Notwithstanding the foregoing, any fractional share resulting from an adjustment
pursuant to this Section 4.2 shall be rounded up or down to the nearest whole
number, as determined by the Board, and in no event may the exercise price of
any Option be decreased to an amount less than the par value, if any, of the
stock subject to the Option. The adjustments determined by the Board pursuant to
this Section 4.2 shall be final, binding and conclusive.

   7
      5.    ELIGIBILITY AND OPTION LIMITATIONS.

            5.1 PERSONS ELIGIBLE FOR OPTIONS. Options may be granted only to
Employees, Consultants, and Directors. For purposes of the foregoing sentence,
"Employees" shall include prospective Employees to whom Options are granted in
connection with written offers of employment with the Participating Company
Group, and "Consultants" shall include prospective Consultants to whom Options
are granted in connection with written offers of engagement with the
Participating Company Group. Eligible persons may be granted more than one (1)
Option.

            5.2 DIRECTORS SERVING ON COMMITTEE. At any time that any class of
equity security of the Company is registered pursuant to Section 12 of the
Exchange Act, no member of a Committee established to administer the Plan in
compliance with the "disinterested administration" requirements of Rule 16b-3,
while a member, shall be eligible to be granted an Option.
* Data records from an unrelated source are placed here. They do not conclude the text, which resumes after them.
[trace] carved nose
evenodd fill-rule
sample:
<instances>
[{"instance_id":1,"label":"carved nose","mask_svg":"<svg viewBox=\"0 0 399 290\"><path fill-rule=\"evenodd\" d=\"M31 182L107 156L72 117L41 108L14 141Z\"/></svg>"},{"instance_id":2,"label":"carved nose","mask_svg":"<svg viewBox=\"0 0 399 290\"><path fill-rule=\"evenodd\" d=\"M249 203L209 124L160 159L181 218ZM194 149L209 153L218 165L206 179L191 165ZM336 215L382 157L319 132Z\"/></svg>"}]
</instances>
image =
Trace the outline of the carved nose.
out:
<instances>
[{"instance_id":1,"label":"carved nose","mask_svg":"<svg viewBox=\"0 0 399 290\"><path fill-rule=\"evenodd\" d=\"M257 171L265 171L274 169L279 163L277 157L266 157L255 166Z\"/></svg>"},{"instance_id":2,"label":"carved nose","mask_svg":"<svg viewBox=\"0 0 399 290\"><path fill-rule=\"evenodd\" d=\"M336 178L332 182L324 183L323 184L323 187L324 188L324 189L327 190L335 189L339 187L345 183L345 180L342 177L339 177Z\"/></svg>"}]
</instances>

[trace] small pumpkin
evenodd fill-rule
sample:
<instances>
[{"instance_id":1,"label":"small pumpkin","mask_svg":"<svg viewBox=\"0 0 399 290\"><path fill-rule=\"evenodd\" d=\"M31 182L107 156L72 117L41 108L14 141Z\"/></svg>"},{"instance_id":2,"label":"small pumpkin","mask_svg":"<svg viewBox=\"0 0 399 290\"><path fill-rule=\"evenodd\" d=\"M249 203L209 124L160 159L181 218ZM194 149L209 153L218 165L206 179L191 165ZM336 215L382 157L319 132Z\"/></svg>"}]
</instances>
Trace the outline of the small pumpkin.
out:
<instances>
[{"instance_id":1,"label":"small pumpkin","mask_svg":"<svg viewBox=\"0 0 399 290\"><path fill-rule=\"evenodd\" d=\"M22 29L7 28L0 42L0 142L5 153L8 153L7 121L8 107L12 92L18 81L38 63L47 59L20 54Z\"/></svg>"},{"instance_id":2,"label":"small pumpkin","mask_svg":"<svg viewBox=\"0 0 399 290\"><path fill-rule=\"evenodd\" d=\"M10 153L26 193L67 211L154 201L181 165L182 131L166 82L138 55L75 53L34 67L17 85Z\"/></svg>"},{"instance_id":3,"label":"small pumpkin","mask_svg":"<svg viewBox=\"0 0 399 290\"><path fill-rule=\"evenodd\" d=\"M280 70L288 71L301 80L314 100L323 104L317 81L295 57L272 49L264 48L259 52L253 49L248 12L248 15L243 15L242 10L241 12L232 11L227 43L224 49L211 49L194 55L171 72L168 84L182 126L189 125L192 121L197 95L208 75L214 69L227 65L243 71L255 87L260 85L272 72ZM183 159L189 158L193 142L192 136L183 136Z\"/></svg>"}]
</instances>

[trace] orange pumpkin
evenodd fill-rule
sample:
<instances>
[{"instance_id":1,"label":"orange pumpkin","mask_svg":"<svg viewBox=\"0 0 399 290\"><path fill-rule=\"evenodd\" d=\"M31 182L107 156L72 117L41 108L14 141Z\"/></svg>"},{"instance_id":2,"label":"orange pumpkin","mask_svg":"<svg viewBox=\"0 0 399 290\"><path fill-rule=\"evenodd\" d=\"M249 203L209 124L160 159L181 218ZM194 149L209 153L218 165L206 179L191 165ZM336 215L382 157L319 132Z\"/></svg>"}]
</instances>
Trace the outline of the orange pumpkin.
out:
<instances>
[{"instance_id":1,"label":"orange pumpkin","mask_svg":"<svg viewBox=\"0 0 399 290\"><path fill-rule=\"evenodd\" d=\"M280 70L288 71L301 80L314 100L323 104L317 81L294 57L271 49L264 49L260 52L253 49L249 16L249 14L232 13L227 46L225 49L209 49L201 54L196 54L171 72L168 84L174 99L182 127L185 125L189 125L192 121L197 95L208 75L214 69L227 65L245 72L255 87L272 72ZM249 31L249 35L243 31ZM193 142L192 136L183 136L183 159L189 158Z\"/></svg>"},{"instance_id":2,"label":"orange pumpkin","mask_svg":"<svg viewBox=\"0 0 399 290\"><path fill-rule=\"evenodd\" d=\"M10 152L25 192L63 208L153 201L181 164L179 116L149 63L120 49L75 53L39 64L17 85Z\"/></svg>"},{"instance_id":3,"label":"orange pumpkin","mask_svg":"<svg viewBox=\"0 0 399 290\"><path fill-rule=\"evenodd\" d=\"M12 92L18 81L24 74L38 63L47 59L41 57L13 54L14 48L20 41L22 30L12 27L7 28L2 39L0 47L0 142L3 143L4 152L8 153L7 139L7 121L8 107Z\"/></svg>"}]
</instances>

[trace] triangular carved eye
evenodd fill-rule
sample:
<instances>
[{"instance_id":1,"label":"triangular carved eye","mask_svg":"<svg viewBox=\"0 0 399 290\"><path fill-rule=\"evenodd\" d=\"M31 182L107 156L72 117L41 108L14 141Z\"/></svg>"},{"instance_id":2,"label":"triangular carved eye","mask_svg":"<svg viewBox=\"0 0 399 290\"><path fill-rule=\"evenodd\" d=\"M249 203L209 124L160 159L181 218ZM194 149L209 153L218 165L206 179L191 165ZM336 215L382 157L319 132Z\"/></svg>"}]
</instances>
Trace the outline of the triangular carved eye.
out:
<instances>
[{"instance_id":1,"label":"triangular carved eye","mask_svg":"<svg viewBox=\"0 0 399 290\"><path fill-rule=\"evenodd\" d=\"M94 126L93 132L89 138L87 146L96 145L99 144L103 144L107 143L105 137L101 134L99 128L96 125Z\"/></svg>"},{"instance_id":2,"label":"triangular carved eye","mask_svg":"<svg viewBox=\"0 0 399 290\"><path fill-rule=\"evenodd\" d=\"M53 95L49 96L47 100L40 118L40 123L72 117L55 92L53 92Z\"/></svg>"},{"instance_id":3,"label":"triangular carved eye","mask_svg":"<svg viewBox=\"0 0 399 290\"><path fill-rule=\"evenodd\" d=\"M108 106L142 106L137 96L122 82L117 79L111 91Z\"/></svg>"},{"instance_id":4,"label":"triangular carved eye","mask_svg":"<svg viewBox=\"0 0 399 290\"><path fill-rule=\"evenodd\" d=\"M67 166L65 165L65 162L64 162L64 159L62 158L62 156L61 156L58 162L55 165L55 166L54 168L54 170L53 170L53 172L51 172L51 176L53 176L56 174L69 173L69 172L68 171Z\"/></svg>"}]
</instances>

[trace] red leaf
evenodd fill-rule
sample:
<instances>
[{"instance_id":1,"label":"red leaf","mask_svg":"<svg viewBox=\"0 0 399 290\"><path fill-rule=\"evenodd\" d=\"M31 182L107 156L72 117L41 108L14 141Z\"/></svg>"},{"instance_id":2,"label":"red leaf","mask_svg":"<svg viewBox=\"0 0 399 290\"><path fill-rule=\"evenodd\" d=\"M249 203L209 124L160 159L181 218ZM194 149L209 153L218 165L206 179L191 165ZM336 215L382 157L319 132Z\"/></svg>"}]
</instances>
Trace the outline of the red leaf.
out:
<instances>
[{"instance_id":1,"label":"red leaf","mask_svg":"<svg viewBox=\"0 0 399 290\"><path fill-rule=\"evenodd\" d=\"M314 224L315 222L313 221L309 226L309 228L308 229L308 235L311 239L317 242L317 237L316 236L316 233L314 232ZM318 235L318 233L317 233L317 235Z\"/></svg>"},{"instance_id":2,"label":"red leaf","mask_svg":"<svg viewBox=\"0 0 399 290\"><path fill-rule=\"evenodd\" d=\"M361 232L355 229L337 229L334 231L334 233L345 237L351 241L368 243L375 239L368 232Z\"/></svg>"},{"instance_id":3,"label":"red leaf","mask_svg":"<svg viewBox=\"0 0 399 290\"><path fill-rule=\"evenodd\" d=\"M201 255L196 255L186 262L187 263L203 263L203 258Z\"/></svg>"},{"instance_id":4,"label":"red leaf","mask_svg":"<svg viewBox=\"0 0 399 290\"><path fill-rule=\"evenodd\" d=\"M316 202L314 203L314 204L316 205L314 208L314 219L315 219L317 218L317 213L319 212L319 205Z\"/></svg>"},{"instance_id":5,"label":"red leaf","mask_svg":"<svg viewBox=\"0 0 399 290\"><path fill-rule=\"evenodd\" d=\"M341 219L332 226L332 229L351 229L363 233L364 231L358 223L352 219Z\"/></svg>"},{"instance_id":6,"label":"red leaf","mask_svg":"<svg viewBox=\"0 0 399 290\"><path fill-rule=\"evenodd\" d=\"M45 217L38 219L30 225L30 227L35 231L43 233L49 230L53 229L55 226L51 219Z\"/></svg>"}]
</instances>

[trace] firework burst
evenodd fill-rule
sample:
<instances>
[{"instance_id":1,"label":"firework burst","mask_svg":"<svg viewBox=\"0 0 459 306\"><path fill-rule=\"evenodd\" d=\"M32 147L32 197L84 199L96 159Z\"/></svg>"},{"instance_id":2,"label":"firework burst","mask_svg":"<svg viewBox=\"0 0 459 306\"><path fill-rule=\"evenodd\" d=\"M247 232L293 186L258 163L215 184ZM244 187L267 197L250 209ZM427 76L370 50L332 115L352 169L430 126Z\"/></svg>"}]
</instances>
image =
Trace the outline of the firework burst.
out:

            5.3 OPTION GRANT RESTRICTIONS. Any person who is not an Employee on
the effective date of the grant of an Option to such person may be granted only
a Nonstatutory Stock Option. An Incentive Stock Option granted to a prospective
Employee upon the condition that such person become an Employee shall be deemed
granted effective on the date such person commences service with a Participating
Company, with an exercise price determined as of such date in accordance with
Section 6.1.

            5.4 FAIR MARKET VALUE LIMITATION. To the extent that the aggregate
Fair Market Value of stock with respect to which options designated as Incentive
Stock Options are exercisable by an Optionee for the first time during any
calendar year (under all stock option plans of the Participating Company Group,
including the Plan) exceeds One Hundred Thousand Dollars ($100,000), the portion
of such options which exceeds such amount shall be treated as Nonstatutory Stock
Options. For purposes of this Section 5.4, options designated as Incentive Stock
Options shall be taken into account in the order in which they were granted, and
the Fair Market Value of stock shall be determined as of the time the option
with respect to such stock is granted. If the Code is amended to provide for a
different limitation from that set forth in this Section 5.4, such different
limitation shall be deemed incorporated herein effective as of the date and with
respect to such Options as required or permitted by such amendment to the Code.
If an Option is treated as an Incentive Stock Option in part and as a
Nonstatutory Stock Option in part by reason of the limitation set forth in this
Section 5.4, the Optionee may designate which portion of such Option the
Optionee is exercising and may request that separate certificates representing
each such portion be issued upon the exercise of the Option. In the absence of
such designation, the Optionee shall be deemed to have exercised the Incentive
Stock Option portion

   8
of the Option first.

            5.5 SECTION 162(m) GRANT LIMIT. Subject to adjustment as provided in
Section 4.2, at any such time as a Participating Company is a "publicly held
corporation" within the meaning of Section 162(m), no Employee shall be granted
one or more Options within any fiscal year of the Company which in the aggregate
are for the purchase of more than five hundred thousand (500,000) shares (the
"SECTION 162(m) GRANT LIMIT").

      6. TERMS AND CONDITIONS OF OPTIONS. Options shall be evidenced by Option
Agreements specifying the number of shares of Stock covered thereby, in such
form as the Board shall from time to time establish. Option Agreements may
incorporate all or any of the terms of the Plan by reference and shall comply
with and be subject to the following terms and conditions:

            6.1 EXERCISE PRICE. The exercise price for each Option shall be
established in the sole discretion of the Board; provided, however, that (a) the
exercise price per share for an Option shall be not less than the Fair Market
Value of a share of Stock on the effective date of grant of the Option, and (b)
no Incentive Stock Option granted to a Ten Percent Owner Optionee shall have an
exercise price per share less than one hundred ten percent (110%) of the Fair
Market Value of a share of Stock on the effective date of grant of the Option.
Notwithstanding the foregoing, an Option (whether an Incentive Stock Option or a
Nonstatutory Stock Option) may be granted with an exercise price lower than the
minimum exercise price set forth above if such Option is granted pursuant to an
assumption or substitution for another option in a manner qualifying under the
provisions of Section 424(a) of the Code.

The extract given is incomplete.